Nirvana, Pearl Jam and More Get ‘Grunge Lite’ Treatment

Here comes Grunge Lite, a greatest-hits collection of the current sounds of the Northwest done easy-listening style. The Seattle-based C/Z Records will release the 11-song album, with selections representing many acts from the flannel frontier, in late July.

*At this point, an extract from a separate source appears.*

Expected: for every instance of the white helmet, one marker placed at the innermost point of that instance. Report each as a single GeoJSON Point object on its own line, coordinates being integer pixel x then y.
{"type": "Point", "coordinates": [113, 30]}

The disc offers a disco version of “Smells Like Teen Spirit”; Mudhoney‘s “Touch Me I’m Sick” done as “a perky, bubbly fiesta of fun – without the bile!” according to the liner notes; a version of Pearl Jam‘s “Evenflow”; and other treatments of assorted Seattle-ite classics from Soundgarden, Temple of the Dog, Seaweed, Tad and Flop.
Synthesizer maven Sara DeBell says she arranged and recorded the grunge covers because she had nothing better to do. But she also admits it’s her form of social commentary. “The same thing’s happening to [grunge] that happened to punk music and rap music,” she says. “It’s practically in commercials now.”
DeBell says she has no plans for a second volume. “It’s kind of scary that I could do easy-listening music that well,” she says. “Now I want to get as far away from it as I can.”
This story is from the August 5th, 1993 issue of Rolling Stone.